時間が取れなかったのと、特大のスランプでした。
とりあえずある程度切のいいところまで書けたので投下します。




 ───ビーカネル島 サヌビア砂漠

 ビーカネル島はマカラーニャ寺院より遥か西方に位置し、アルべド族が本拠地を構えるスピラ最大の島だ。その土地の大半が乾いた砂で覆われ、およそ人が住むのに適した土地とは決して言えないが、それゆえに寺院からの迫害を逃れるのにうってつけの場所でもある。

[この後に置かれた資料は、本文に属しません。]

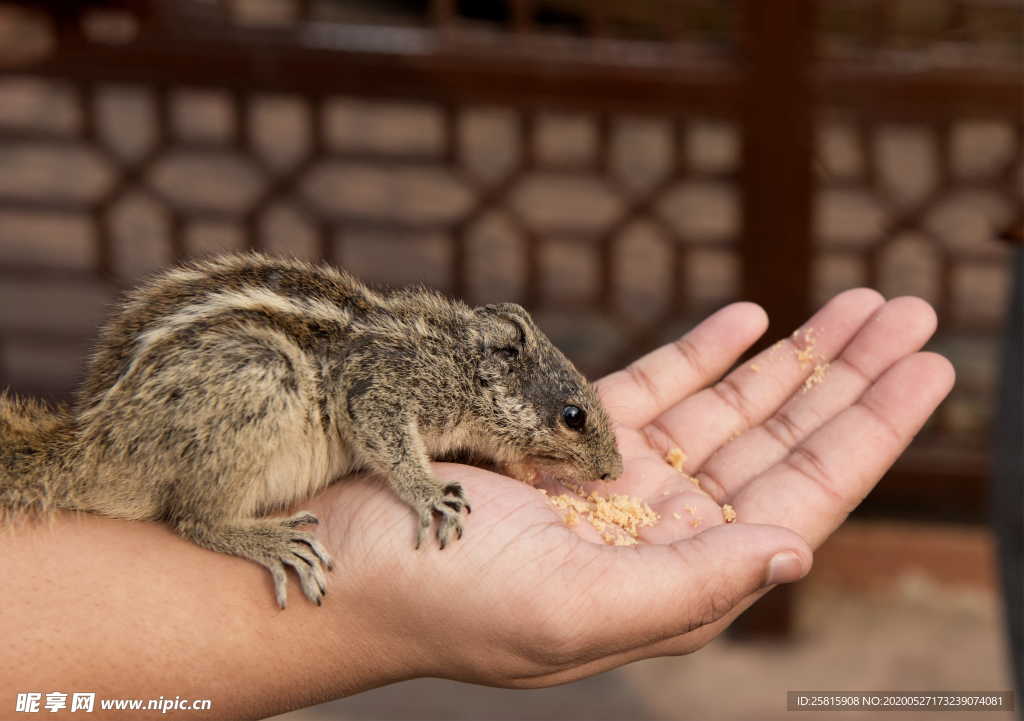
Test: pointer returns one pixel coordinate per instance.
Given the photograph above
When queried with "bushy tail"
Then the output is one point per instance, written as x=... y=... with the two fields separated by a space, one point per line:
x=29 y=430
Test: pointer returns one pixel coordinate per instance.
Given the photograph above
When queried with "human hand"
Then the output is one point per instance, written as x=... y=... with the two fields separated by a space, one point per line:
x=522 y=600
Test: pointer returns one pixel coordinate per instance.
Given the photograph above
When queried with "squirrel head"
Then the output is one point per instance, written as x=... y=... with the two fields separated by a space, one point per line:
x=534 y=401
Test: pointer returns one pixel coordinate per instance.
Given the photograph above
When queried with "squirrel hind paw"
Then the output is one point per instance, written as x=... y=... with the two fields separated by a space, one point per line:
x=274 y=544
x=305 y=555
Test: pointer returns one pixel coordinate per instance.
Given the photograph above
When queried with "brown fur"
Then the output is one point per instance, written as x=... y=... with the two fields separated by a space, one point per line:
x=224 y=390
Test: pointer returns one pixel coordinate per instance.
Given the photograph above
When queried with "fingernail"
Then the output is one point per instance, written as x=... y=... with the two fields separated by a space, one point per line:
x=784 y=567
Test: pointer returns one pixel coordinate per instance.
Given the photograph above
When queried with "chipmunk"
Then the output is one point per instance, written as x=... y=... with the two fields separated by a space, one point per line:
x=224 y=390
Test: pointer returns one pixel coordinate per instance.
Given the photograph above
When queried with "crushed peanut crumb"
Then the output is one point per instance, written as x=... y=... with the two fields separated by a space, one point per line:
x=816 y=377
x=617 y=517
x=676 y=458
x=806 y=355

 アルべド族は砂漠に潜む魔物達や飢えと乾きに耐え、長い年月をかけて少しずつ本拠地を作り上げた。場所こそ砂漠と言う極限環境ではあるが、機械を用いて作り上げた彼等の本拠地は砂漠に生息する魔物を寄せ付けず、アルべド族にとってはこの世界で唯一安心して過ごせる拠点としてその役割を全うしていた。

「悪い、キマリ」
「気にするな、この程度たいした負担にはならない。それよりも今は少しでも体の回復に努めたほうがいい」

 砂漠特有の強烈な日差しの中、キマリに背負われながら申し訳ない思いで俺は呟いた。

 俺達一行は、原作通りにマカラーニャ寺院からここサヌビア砂漠に飛ばされた。幸いなことに全員がある程度固まって飛ばされたようで、一人でいる時に魔物に襲撃されることもなく無事に皆と合流することができた。

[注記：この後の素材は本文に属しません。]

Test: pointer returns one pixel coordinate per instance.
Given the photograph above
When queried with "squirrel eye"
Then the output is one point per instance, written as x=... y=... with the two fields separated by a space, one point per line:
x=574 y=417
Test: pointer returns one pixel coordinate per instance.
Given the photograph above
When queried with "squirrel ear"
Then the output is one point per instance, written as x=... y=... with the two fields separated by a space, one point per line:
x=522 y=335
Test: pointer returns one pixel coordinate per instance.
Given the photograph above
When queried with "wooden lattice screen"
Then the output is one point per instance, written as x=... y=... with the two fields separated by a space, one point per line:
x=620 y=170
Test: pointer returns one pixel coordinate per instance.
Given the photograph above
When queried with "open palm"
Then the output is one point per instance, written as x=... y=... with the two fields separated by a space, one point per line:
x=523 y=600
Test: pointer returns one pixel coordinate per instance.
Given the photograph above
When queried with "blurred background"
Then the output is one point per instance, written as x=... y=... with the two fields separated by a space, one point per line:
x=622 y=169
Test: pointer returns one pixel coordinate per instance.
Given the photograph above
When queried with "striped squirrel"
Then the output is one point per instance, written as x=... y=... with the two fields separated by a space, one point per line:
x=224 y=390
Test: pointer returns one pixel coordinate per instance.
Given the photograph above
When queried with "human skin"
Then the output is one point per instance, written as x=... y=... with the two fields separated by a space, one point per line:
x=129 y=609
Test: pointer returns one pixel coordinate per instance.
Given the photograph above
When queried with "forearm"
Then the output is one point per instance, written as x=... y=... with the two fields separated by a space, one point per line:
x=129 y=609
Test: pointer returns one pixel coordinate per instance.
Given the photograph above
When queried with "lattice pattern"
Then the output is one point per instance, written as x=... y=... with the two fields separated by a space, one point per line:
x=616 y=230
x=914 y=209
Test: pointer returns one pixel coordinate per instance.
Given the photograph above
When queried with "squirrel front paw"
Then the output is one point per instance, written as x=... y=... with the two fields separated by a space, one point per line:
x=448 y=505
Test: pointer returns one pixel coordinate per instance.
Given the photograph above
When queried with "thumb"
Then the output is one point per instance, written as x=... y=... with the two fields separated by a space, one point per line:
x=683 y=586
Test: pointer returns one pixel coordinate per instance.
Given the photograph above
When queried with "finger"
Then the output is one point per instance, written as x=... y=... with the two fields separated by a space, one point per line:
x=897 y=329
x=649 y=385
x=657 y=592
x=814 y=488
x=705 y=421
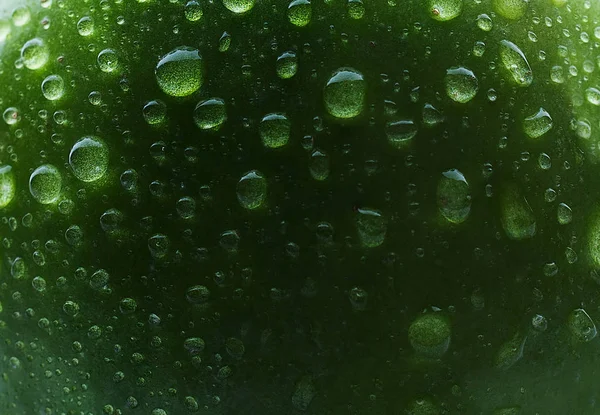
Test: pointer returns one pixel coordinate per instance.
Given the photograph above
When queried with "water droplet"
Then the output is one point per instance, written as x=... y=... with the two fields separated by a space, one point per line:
x=432 y=116
x=99 y=280
x=210 y=114
x=89 y=159
x=251 y=190
x=401 y=132
x=356 y=9
x=193 y=11
x=85 y=26
x=239 y=6
x=299 y=12
x=179 y=73
x=108 y=60
x=593 y=95
x=564 y=214
x=538 y=124
x=510 y=352
x=510 y=9
x=35 y=53
x=53 y=87
x=287 y=65
x=158 y=245
x=429 y=334
x=581 y=325
x=155 y=112
x=319 y=165
x=517 y=216
x=275 y=130
x=461 y=84
x=345 y=92
x=444 y=10
x=454 y=196
x=45 y=184
x=7 y=185
x=515 y=63
x=484 y=22
x=371 y=226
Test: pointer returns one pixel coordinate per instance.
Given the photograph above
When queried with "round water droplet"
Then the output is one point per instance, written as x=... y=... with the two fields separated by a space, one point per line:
x=593 y=95
x=461 y=84
x=345 y=93
x=85 y=26
x=300 y=12
x=371 y=226
x=89 y=159
x=429 y=335
x=515 y=63
x=538 y=124
x=484 y=22
x=239 y=6
x=581 y=326
x=275 y=130
x=179 y=73
x=444 y=10
x=11 y=115
x=35 y=53
x=564 y=214
x=454 y=196
x=53 y=87
x=193 y=11
x=251 y=190
x=45 y=184
x=287 y=65
x=401 y=132
x=510 y=9
x=432 y=116
x=319 y=165
x=99 y=280
x=210 y=114
x=7 y=185
x=155 y=112
x=108 y=60
x=158 y=245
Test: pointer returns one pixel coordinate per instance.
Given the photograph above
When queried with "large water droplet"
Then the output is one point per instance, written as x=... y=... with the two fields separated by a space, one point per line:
x=180 y=73
x=401 y=132
x=515 y=63
x=581 y=325
x=89 y=159
x=461 y=84
x=275 y=130
x=454 y=196
x=371 y=226
x=538 y=124
x=300 y=12
x=45 y=184
x=517 y=216
x=7 y=185
x=345 y=93
x=429 y=334
x=251 y=190
x=210 y=114
x=35 y=53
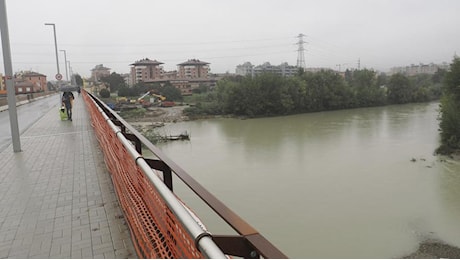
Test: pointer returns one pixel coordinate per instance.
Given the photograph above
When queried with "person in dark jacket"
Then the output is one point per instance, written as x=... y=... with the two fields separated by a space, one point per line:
x=67 y=101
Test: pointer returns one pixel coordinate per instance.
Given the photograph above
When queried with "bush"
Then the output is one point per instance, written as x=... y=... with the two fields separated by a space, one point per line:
x=104 y=93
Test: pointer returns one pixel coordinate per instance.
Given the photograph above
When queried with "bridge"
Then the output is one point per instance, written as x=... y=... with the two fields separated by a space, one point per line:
x=83 y=189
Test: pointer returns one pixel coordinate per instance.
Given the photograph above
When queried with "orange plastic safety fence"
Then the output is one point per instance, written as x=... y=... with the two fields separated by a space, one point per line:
x=155 y=230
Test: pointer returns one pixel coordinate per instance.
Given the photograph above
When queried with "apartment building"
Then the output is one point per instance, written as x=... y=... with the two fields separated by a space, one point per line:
x=189 y=75
x=146 y=70
x=29 y=82
x=283 y=69
x=98 y=72
x=193 y=69
x=419 y=69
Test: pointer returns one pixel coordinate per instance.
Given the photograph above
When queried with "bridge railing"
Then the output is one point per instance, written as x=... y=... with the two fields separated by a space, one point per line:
x=162 y=226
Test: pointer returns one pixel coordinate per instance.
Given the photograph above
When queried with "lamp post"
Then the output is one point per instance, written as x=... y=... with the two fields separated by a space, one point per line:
x=65 y=63
x=10 y=89
x=55 y=46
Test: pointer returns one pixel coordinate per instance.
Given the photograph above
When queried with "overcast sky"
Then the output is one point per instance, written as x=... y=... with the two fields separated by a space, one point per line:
x=379 y=33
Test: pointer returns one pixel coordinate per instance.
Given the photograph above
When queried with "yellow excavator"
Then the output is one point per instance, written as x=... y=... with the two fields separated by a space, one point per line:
x=145 y=103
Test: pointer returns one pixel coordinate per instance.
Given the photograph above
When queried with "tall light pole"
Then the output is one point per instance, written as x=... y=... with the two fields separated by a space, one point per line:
x=55 y=47
x=65 y=60
x=9 y=78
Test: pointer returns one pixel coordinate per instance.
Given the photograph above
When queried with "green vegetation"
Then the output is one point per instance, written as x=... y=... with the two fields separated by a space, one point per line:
x=450 y=110
x=271 y=95
x=104 y=93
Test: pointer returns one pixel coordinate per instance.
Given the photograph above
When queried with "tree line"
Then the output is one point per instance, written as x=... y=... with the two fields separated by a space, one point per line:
x=449 y=119
x=272 y=94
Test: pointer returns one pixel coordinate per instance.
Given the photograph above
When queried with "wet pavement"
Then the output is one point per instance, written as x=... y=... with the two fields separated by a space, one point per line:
x=56 y=195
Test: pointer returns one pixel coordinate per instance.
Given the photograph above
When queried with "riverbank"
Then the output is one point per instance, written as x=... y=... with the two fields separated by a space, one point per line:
x=159 y=115
x=434 y=249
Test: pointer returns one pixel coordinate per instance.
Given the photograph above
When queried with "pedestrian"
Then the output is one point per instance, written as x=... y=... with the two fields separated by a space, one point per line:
x=67 y=101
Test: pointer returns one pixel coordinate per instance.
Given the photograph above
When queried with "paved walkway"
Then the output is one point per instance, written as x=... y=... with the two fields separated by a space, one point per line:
x=56 y=196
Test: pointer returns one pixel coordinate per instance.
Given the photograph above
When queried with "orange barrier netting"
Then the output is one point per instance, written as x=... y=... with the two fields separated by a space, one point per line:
x=156 y=232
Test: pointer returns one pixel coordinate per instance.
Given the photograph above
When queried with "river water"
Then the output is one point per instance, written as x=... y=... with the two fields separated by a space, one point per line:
x=340 y=184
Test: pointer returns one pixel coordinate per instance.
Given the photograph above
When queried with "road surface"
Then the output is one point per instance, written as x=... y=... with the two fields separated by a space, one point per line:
x=28 y=114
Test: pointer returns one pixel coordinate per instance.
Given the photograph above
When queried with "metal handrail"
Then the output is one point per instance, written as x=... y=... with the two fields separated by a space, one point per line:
x=250 y=244
x=201 y=237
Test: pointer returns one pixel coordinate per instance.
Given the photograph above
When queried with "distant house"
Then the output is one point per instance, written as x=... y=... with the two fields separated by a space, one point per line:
x=193 y=69
x=283 y=69
x=190 y=74
x=30 y=82
x=98 y=72
x=146 y=70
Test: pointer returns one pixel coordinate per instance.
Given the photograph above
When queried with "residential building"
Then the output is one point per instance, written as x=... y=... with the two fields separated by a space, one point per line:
x=284 y=69
x=193 y=69
x=244 y=69
x=29 y=82
x=419 y=69
x=190 y=74
x=98 y=72
x=146 y=70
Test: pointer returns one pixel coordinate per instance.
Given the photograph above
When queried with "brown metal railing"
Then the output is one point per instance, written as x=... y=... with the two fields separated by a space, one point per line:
x=248 y=244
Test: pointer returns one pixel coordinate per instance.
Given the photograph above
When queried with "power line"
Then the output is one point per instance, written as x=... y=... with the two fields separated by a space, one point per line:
x=300 y=52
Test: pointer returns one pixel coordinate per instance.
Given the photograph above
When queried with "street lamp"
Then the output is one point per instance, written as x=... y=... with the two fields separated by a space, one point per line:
x=65 y=60
x=55 y=46
x=10 y=90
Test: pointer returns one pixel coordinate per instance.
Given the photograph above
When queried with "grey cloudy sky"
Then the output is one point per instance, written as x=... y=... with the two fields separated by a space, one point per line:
x=225 y=33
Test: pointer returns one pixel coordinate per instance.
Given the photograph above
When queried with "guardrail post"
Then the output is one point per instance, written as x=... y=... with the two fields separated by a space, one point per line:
x=161 y=166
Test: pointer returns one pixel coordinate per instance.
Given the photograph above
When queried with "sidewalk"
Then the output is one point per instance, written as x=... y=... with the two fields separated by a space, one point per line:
x=56 y=196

 いや、ホントにすぐに合流できて助かった。平常時ならまだしもヘイスガの反動が残る今、一人で魔物に遭遇すれば下手すればそのまま死んでいたかもしれない。サンドウォームやズーといった超大型の魔物に遭遇してしまえばその時点でジ・エンド。雑魚敵を相手にしても今の状態では逃げることすらままならない。最初に見つけてくれて、さらにこうして背負ってくれるキマリには本当に感謝だ。

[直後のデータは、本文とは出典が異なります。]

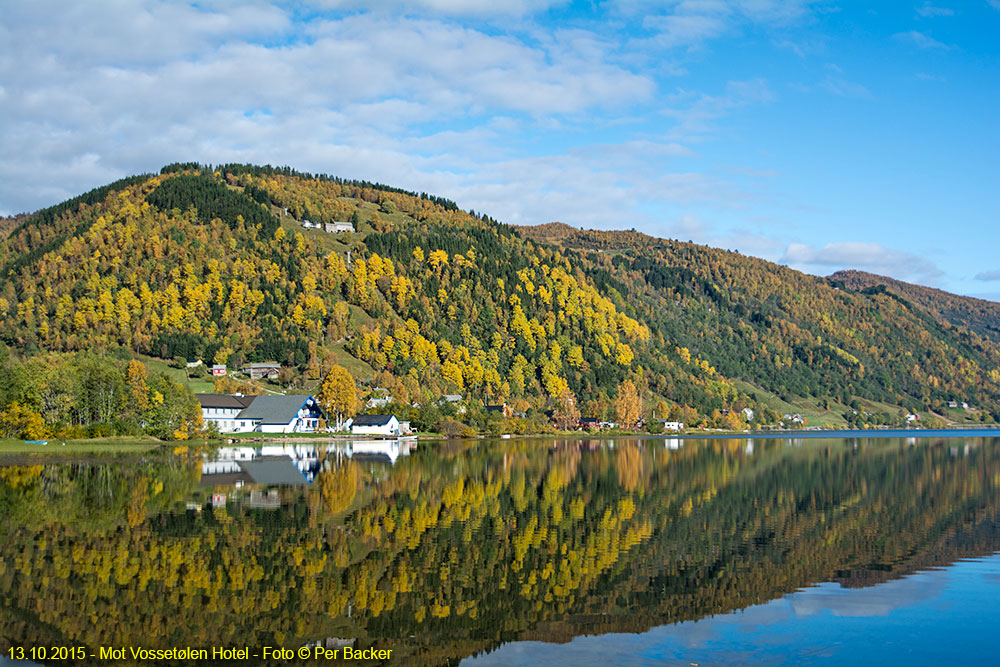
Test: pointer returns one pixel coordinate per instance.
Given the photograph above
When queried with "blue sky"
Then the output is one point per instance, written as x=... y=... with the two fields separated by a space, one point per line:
x=822 y=135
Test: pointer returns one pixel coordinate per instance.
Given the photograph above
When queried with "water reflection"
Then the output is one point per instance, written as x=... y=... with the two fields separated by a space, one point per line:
x=292 y=465
x=459 y=547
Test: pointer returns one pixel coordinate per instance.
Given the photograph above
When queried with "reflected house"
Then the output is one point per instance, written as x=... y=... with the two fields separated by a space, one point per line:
x=280 y=465
x=375 y=425
x=377 y=450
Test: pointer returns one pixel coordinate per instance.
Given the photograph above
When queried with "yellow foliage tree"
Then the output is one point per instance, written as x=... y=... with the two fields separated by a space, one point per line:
x=338 y=394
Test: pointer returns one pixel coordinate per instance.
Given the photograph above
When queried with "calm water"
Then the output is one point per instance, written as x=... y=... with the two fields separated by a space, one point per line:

「そうそう、キマリの言う通りだよ。怪我自体は結構治ってきてるけど、急激な回復って体に負担がかかるからねー」

 そう言いながらリュックは少々特殊なポーションを俺に振りかけてくる。そのポーションの名をアルべド回復薬。こいつはHPの回復と石化や毒などの状態異常の治癒を同時に行ってくれる優れ物だ。ちなみにゲームでは“使う”のコマンドを習得しているキャラのみが使えるポーションだったが、この世界ではその様な制約は流石にないようだった。

「サンキュー、リュック。大分楽になったよ」
「どういたしまして」

 ヘイスガの反動で負った怪我は、ポーションとアルべド回復薬の併用でほぼ治ってきている。なので怪我が治ったら自分で歩こうとしたのだが、ゲームと同様にHPだけ回復させれば全快になる訳ではなかった。現状は謂わば極度の筋肉痛って感じか。全く動けない訳ではないが、体が鉛で出来ているかのように酷く重い。それ故にキマリには迷惑をかけてしまうが、背中を貸して貰い回復に専念している。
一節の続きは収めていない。